This repository is part of the larger M2LInES project. M2LInES involves developing climate model parameterizations using machine learning, in order to improve phyiscs and reduce systematic model biases. Here we use Convolutional Neural Networks to derive a mapping from model state variables to sea ice concentration analysis increments from an ice-ocean data assimilation experiment.
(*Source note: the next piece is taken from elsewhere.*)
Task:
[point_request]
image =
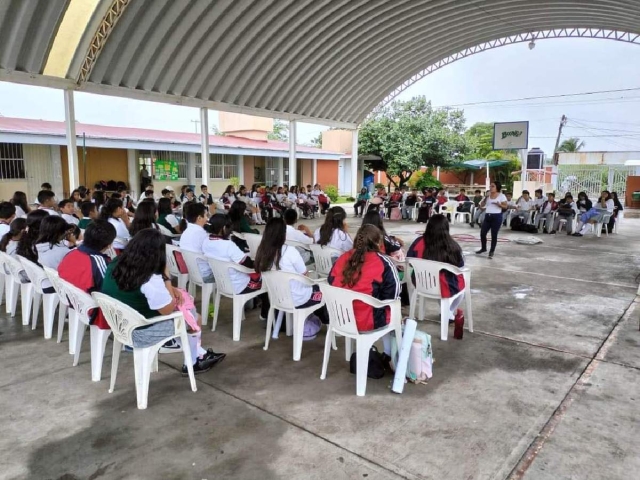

The model which this study has been applied to is an ice-ocean configuration of the Geophysical Fluid Dynamics Laboratory (GFDL) Seamless system for Prediction and EArth system Research (SPEAR) model.
The offline_learning
folder contains code and data relating to the article Gregory et al., 2023, with an example jupyter notebook of how the CNN was trained and model selection performed by carrying out 5-fold cross-validation tests.
The online_iceocean
folder contains example scripts of how to implement the trained CNN into SPEAR ice-ocean simulations, by updating the sea ice restart files, as a way to correct short-forecasts. This methodology is outlined in the article Gregory et al., 2024.
Example scripts of implementing the CNN into SIS2, via the Forpy Fortran-Python interface. This approach allows the CNN to be called at the model timestep, rather than the approach above, which relies on updating the model restart files. Using Forpy to implement a CNN into MOM6 is outlined in Zhang et al., 2023.